How do Europeans or Africans et al benefit sending money to Russia which spends the money on imports to feed its military industrial complex, in exchange for fossil fuels?

mulp, you do realize you come across as a complete crackpot when you post tangential nonsense like this, right?

Hard to see how fracking could possibly be a risk to anyone given the water being pumped is literally miles under any drinking water source. Imagine being worried about something on the surface surrounded by a mile thick rock wall. Most of the concern are lawyers trying to get a tort going in their usual rent seeking fashion.

Similarly the concern over the GHG emissions from Nat Gas are overblown, almost all of the recent drop in emissions in the US has come from switchIng from coal to Nat gas, renewables barely makes a dent. If the world switched from coal fired to Nat gas generation in places like India and China it would significantly delay temperature rises due to CO2 by several hundred years compared to the climate apocalypse scenario which is based on a rapid increase in coal. Furthermore for the skeptics it is also would drastically improve local air quality with huge headland welfare benefits.

"Similarly the concern over the GHG emissions from Nat Gas are overblown"

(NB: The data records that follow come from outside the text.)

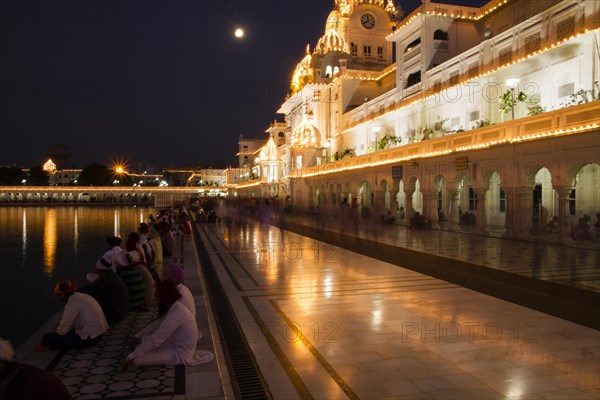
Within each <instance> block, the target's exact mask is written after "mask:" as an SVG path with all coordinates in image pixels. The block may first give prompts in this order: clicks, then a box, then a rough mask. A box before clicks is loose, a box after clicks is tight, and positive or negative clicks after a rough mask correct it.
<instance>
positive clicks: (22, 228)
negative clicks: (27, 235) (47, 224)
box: [21, 207, 27, 262]
mask: <svg viewBox="0 0 600 400" xmlns="http://www.w3.org/2000/svg"><path fill="white" fill-rule="evenodd" d="M21 241H22V242H23V243H22V246H21V253H22V255H23V262H25V255H26V253H27V208H25V207H24V208H23V222H22V227H21Z"/></svg>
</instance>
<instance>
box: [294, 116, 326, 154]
mask: <svg viewBox="0 0 600 400" xmlns="http://www.w3.org/2000/svg"><path fill="white" fill-rule="evenodd" d="M320 142H321V133H320V132H319V130H318V129H317V127H316V126H314V125H313V123H312V118H308V117H307V116H306V115H304V117H302V121H300V124H299V125H298V126H297V127H296V129H294V131H293V132H292V136H291V138H290V146H293V147H317V146H318V145H319V143H320Z"/></svg>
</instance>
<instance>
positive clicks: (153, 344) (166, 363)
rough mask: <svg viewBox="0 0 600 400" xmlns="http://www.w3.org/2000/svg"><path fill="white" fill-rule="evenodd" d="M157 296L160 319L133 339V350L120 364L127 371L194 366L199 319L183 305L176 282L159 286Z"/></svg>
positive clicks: (144, 329)
mask: <svg viewBox="0 0 600 400" xmlns="http://www.w3.org/2000/svg"><path fill="white" fill-rule="evenodd" d="M156 297H157V298H158V301H159V305H160V306H161V312H159V314H161V315H160V316H159V318H157V319H156V320H154V321H153V322H151V323H150V324H148V325H147V326H146V327H145V328H144V329H142V330H141V331H140V332H138V333H137V334H136V335H135V336H134V338H133V339H132V343H131V347H132V348H134V350H133V351H132V352H131V353H129V354H128V355H127V357H126V358H125V359H124V360H123V362H122V363H121V366H122V368H123V370H127V368H128V367H129V365H130V364H131V363H133V364H134V365H136V366H146V365H180V364H186V365H192V364H193V363H194V362H195V355H194V352H195V351H196V343H197V341H198V327H197V325H196V319H195V318H194V317H193V316H192V314H191V313H190V311H189V310H188V309H187V307H185V306H184V305H183V304H182V303H180V302H179V301H177V300H179V298H180V297H181V295H180V294H179V292H177V289H176V288H175V285H174V284H173V282H171V281H168V280H165V281H163V282H159V283H158V284H157V285H156Z"/></svg>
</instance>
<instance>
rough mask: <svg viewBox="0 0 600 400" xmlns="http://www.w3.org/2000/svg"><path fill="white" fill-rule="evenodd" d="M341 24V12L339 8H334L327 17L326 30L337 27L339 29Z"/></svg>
mask: <svg viewBox="0 0 600 400" xmlns="http://www.w3.org/2000/svg"><path fill="white" fill-rule="evenodd" d="M339 24H340V12H339V11H338V10H333V11H332V12H330V13H329V16H328V17H327V26H326V28H325V30H330V29H335V30H336V31H337V30H338V26H339Z"/></svg>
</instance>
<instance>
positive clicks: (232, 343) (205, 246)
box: [194, 224, 272, 399]
mask: <svg viewBox="0 0 600 400" xmlns="http://www.w3.org/2000/svg"><path fill="white" fill-rule="evenodd" d="M194 230H195V232H194V233H195V234H194V240H195V242H196V248H197V251H198V257H199V259H200V264H201V265H202V271H203V274H204V279H205V281H206V286H207V289H208V292H209V293H208V294H209V296H210V299H211V303H212V308H213V312H214V315H215V319H216V322H217V326H218V329H219V336H220V337H221V342H222V343H223V344H224V346H223V352H224V353H225V357H226V359H227V361H228V362H227V366H228V369H229V373H230V375H231V381H232V384H233V387H234V391H235V394H236V397H237V398H239V399H271V398H272V396H271V393H270V391H269V390H268V388H267V386H266V384H265V382H264V379H263V378H262V376H261V374H260V371H259V369H258V366H257V365H256V362H255V360H254V357H253V355H252V352H251V350H250V348H249V346H248V342H247V341H246V338H245V337H244V335H243V334H242V330H241V329H240V327H239V325H238V322H237V320H236V318H235V315H234V313H233V310H232V309H231V305H230V304H229V300H228V299H227V295H226V294H225V291H224V289H223V286H222V285H221V282H220V280H219V277H218V276H217V274H216V272H215V269H214V265H213V264H212V261H211V260H210V257H209V256H208V254H209V251H207V248H206V245H205V244H204V242H203V241H202V239H201V233H200V228H199V226H198V225H197V224H194Z"/></svg>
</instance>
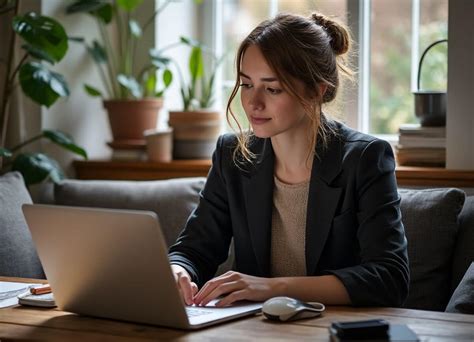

A decade ago, a substantial amount of methane was being directly vented to the atmosphere, and methane is a far worse GHG than CO2. However, for the most part it's burnt off now, which breaks it down and makes if far less harmful.

So, there's truth to the accusation that fracking has issues. It's just that any full analysis indicates fracked natural gas is still way better than mined coal for the environment.

There are salt mine in the arudivian province that funnel money to Russia.

I wonder what the workers there say to each other as they're heading in to start another day?

"Hi ho, hi ho, we're funneling money to buy blow,
It's not a sin to send cash to Putin, hi ho, hi ho!"